After a little negotiating, the deal was done in September. The 17-foot, 4-inch-long Buick was trucked home to Mr. Pieper's Oakton home with the disassembled Dynaflow transmission in three boxes in the cargo bay of the wagon.
Returning the transmission to working order was the highest priority.
Mr. Pieper found a transmission repair shop in Sandusky, Ohio, about the time he learned of another Dynaflow transmission for sale in Michigan.
Hedging his bets, Mr. Pieper drove to Ohio with his transmission in boxes hoping all the pieces were there where he delivered it to the transmission shop for rebuilding.
From there he motored on to Michigan to purchase another Dynaflow transmission in case the first one was a failure. Four men lifted the transmission into the cargo bay of his modern wagon.
On his return trip home Mr. Pieper was driving on the Pennsylvania Turnpike at midnight in a construction zone when a tire went flat. Naturally, the space-saver spare tire was under the cargo floor beneath the Dynaflow transmission.

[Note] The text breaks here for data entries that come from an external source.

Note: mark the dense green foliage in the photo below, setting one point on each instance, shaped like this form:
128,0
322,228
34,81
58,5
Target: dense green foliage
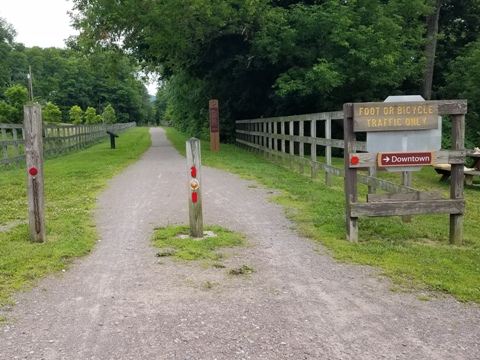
67,78
282,57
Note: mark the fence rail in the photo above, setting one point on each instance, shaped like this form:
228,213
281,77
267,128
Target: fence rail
297,140
56,139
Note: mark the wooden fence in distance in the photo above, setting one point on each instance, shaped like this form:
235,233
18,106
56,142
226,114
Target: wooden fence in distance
56,139
297,140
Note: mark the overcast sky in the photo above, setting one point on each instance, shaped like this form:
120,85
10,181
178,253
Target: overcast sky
43,23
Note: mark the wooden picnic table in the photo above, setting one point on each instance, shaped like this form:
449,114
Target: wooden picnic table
476,159
444,169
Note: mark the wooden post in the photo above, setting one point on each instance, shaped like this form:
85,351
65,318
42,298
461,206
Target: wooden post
328,150
214,125
351,193
34,159
407,181
313,149
301,150
195,188
457,175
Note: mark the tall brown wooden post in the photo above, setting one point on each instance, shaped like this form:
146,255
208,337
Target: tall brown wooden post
34,159
350,174
195,186
457,175
214,125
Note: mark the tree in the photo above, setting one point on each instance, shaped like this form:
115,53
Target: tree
463,83
17,97
7,112
51,114
430,50
90,116
76,115
109,116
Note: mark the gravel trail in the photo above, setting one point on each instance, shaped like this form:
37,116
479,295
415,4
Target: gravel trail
122,302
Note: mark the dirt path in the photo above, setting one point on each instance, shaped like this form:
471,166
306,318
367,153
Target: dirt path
121,302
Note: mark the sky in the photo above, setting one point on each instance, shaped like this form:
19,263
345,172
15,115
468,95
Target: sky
39,22
43,23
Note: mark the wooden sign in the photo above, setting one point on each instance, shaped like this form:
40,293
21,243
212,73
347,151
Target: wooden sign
405,159
214,125
391,116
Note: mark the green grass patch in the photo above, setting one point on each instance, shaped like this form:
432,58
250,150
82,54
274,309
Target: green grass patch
242,270
72,183
176,242
416,254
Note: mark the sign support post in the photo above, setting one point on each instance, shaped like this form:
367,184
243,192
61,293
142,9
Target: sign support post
195,194
214,125
363,116
35,182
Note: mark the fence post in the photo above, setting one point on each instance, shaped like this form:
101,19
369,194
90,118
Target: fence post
195,185
34,160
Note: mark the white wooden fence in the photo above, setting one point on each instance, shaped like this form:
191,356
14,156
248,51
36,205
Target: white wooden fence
288,139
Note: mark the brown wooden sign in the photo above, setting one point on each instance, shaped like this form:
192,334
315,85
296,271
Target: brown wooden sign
385,116
405,158
214,125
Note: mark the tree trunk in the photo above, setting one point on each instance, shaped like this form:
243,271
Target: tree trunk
430,50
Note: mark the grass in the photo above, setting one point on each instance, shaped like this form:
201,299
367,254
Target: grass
176,242
72,183
415,255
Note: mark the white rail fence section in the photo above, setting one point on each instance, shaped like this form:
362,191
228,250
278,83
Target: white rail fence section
56,139
297,140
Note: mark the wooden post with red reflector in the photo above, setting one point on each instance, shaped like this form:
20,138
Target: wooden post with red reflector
214,125
35,183
194,188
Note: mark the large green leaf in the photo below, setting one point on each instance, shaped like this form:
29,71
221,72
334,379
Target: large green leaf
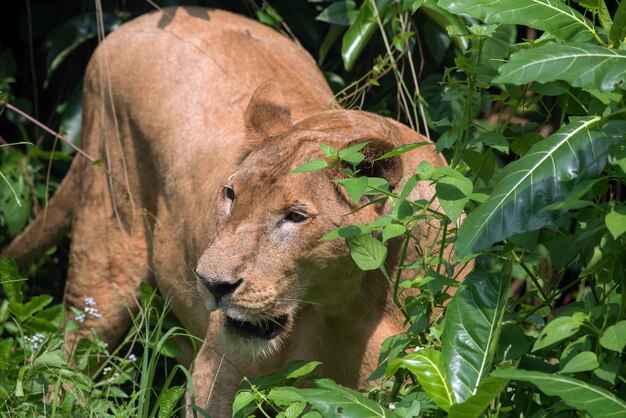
597,402
332,400
553,16
559,329
362,29
367,252
583,65
428,366
470,337
545,175
475,405
618,29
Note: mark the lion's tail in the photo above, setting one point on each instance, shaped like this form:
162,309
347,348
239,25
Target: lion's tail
50,225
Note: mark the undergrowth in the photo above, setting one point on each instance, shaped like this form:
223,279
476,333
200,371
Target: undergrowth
526,100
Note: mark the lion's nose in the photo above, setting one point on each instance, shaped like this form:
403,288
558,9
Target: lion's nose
220,288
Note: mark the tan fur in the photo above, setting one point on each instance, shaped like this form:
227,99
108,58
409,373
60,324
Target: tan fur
170,110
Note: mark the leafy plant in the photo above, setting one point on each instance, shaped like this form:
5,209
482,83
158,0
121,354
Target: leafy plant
545,212
37,377
525,98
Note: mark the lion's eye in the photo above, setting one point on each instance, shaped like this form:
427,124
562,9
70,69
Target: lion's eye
296,217
229,193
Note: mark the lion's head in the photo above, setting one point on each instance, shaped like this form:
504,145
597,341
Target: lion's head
266,261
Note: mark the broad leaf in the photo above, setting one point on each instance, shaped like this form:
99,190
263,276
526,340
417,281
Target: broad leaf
361,30
332,400
367,252
392,231
453,193
429,368
597,402
299,368
25,310
553,16
544,176
339,13
614,337
615,221
474,406
559,329
581,362
168,401
588,66
470,337
618,29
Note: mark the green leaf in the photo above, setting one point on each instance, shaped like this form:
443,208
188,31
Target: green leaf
295,410
355,187
314,165
361,30
597,402
453,193
402,149
608,370
34,305
614,337
168,400
242,400
367,252
339,13
299,368
559,329
346,232
473,323
552,16
49,360
618,29
332,400
392,231
581,362
429,368
169,348
474,406
11,280
545,175
615,221
588,66
68,36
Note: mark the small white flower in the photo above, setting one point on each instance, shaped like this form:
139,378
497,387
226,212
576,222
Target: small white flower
35,341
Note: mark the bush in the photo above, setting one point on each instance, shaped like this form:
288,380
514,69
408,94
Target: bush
533,127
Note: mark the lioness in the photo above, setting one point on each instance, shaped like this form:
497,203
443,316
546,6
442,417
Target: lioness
196,196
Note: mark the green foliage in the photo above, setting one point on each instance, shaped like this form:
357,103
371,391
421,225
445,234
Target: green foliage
39,377
547,211
533,127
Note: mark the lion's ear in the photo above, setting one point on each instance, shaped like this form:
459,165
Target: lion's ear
390,169
268,114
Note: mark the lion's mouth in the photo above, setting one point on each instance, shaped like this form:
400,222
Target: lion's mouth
266,329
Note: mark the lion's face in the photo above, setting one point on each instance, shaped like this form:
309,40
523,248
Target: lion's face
266,260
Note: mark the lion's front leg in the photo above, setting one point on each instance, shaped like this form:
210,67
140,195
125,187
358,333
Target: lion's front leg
107,261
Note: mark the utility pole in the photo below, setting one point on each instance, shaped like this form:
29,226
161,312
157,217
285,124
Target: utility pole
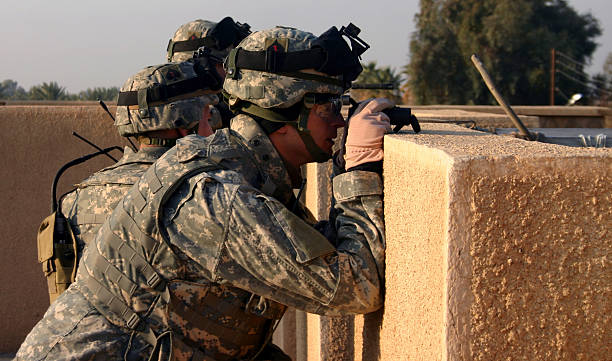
552,76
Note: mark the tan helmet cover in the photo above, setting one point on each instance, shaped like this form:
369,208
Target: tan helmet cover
182,112
193,30
270,90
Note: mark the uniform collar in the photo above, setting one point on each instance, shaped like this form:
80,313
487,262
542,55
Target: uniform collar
144,155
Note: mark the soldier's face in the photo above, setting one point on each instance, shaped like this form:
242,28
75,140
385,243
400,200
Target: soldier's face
323,123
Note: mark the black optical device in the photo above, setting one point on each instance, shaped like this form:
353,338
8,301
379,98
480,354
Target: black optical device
399,117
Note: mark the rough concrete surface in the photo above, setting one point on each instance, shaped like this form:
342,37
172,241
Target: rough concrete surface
497,248
480,119
36,142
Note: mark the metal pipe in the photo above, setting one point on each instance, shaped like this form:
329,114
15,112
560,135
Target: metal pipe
487,79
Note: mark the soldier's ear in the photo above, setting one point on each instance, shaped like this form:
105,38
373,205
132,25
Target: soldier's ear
283,130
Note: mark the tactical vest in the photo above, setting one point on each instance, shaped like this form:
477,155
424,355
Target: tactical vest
60,240
137,280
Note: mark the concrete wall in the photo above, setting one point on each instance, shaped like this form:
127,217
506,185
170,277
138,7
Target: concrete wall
497,248
35,142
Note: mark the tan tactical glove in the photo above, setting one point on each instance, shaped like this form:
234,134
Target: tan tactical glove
366,128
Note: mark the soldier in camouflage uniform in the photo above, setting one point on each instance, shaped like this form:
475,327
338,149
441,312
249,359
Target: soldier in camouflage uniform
87,207
220,37
201,258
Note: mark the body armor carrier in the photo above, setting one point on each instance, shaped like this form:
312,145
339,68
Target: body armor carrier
63,235
137,280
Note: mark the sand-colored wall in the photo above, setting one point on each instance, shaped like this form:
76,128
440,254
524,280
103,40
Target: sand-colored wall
497,249
515,264
463,280
35,142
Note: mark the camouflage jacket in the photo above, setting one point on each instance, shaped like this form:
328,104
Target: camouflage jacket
227,229
88,206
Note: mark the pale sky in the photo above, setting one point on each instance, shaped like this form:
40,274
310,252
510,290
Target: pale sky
82,44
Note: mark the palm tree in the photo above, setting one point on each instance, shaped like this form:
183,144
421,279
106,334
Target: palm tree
48,91
372,74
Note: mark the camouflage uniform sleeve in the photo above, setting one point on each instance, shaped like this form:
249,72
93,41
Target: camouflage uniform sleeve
271,252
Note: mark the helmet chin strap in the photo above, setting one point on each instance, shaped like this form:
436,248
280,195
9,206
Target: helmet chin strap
318,154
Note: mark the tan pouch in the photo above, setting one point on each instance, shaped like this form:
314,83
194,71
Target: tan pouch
58,258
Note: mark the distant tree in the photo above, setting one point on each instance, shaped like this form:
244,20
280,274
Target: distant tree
100,93
512,37
9,89
607,68
373,74
47,91
602,84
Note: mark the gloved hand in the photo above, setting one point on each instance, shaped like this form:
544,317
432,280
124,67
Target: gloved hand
366,128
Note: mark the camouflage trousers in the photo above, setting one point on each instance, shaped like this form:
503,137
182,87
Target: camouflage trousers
72,329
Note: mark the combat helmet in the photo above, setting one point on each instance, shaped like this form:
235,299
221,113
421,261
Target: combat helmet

By folding the back seat flat with the rear cargo floor Mr. Pieper was able to roll the transmission forward enough to provide access to the spare tire and jack.
With the space-saver spare tire in place Mr. Pieper limped into a Breezewood, Pa., truck stop where an all-night tire store provided a replacement tire. The rest of the trip home was uneventful.
A few weeks later the rebuilt transmission, reinstalled in the Buick, performed beautifully. The Michigan transmission, no longer needed, was pushed to the rear of the garage where it still rests.
While the transmission was being serviced, Mr. Pieper turned his attention to the 364-cubic-inch V-8 power plant. "I didn't touch the engine," Mr. Pieper said. A two-barrel carburetor delivers fuel to the 250-horsepower V-8.
He removed and cleaned the radiator. At the same time he replaced all the rubber hoses and belts. After the entire brake system was replaced, Mr. Pieper was surprised to learn that, when the brake drums were turned, they were at the original dimensions.
"I spent four solid days removing the paint," he reports. The original two-tone color was pink over red.
With the car reduced to bare metal, he discovered no hidden rust or any evidence of an accident. Mr. Pieper attributes the rust-free condition of his 75-inch-wide, 58.5-inch-high Buick to decades spent in Utah near the Nevada border.
The interior was another story. The pad in the padded dashboard was OK, but the vinyl covering needed to be replaced.
After carefully removing all the seat covers and door panels, he faithfully found color matching material which his wife, Wendy, carefully sewed together to match the original upholstery.
The original rubber floor mats have been replaced with carpeting. "I wasn't trying to restore this car to original condition," Mr. Pieper explains. "I just wanted a neat daily driver."
As the Buick neared the repainting stage, he wasn't sure what colors he wanted; however, he was certain that he didn't want what was on the car when it left the factory.
At his church one Sunday he saw an aquamarine Saturn drive in. Later checking out the General Motors color site, he discovered a Cadillac silver to create the two-tone color scheme.
After prepping the 4,309-pound car for priming, he spent two days sanding it for the final coat of paint.
About the only options on this well-appointed Buick are a speed warning alarm and a pair of fender-mounted mirrors.
Inside the car is typical Buick luxury. There are four crossbows supporting the perforated headliner. In the dashboard is a sonomatic AM radio above a very W-I-D-E glove compartment. The steering wheel has three spokes that support a 360-degree chrome horn ring. "It looks like a boat and sounds like a boat," Mr. Pieper observes.
Driving down the interstate highway on the 122-inch wheelbase Mr. Pieper enjoys comfort second to none. While doing so, the gas mileage is about 12.
In 1957 Ward's Automotive Yearbook reports that of the 6,212,000 cars built that model year, 843,500 were station wagons, a total of 13.6 percent.
This particular Buick, one of 6,817 manufactured, carried a base price of $3,167.
As a winter project, Mr. Pieper purchased on Ebay a complete 1957 Buick power-steering assembly that will make cruising in his Estate Wagon next year even more pleasant.